The “extremely challenging” trading environment in the UK coupled with disappointing sales have pushed White Stuff into the red, the British lifestyle company admitted in its latest accounts.

White Stuff

It made a loss after tax of £8.2 million for the year ended 28 April 2018, compared with a profit of £4 million a year earlier. It blamed the performance on the tough and uncertain macro-economic environment and a decline in consumer spending.

But the truth is that some of White Stuff’s product failed to perform as expected, particularly its SS17 range, which “did not resonate with customers and did impact the performance for the year”, the company said.

The fashion and homeware chain, which has 130 stores and 47 concessions, tried to improve its product range with a test and learn approach, but the strategy backfired.
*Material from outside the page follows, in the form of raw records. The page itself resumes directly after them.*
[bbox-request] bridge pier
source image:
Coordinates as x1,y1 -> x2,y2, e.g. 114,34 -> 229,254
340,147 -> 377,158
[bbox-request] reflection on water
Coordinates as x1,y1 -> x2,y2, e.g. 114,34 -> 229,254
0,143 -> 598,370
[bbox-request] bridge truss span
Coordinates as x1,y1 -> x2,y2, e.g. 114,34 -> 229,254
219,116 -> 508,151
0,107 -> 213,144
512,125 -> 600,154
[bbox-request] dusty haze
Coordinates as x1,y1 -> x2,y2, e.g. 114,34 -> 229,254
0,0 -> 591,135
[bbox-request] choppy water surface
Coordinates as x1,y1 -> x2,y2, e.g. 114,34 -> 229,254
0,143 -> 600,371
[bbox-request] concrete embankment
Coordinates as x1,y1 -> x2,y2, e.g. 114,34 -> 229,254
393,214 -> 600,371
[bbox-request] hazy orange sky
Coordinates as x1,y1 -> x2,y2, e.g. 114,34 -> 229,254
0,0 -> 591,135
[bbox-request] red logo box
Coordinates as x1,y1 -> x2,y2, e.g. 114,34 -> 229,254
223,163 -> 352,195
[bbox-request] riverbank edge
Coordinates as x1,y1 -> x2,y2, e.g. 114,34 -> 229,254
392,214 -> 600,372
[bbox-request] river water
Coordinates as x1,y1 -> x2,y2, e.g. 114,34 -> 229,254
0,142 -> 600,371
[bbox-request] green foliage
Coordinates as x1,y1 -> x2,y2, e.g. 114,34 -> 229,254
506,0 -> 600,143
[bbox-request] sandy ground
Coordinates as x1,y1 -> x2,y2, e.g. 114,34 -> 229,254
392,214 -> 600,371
Total sales fell by 6.2% to £9.5 million, while total shop sales decreased 10.9% on the previous year. Its e-commerce channel performed better, up 3.5% to £43.7 million, reflecting a continued effort to boost online sales by launching a new web platform. Online sales now represent 30% of the total sales.

Wholesale also grew slightly, contributing £9.2m to total revenues (up 1.1% on the previous year). Meanwhile, international sales increased 7.5% and there was an encouraging trend in the second half, particularly in Germany, the company said.

Whilst the product trials hit the company in 2017, it said it learned its lesson and that its Summer 2018 range is seeing a much improved product performance.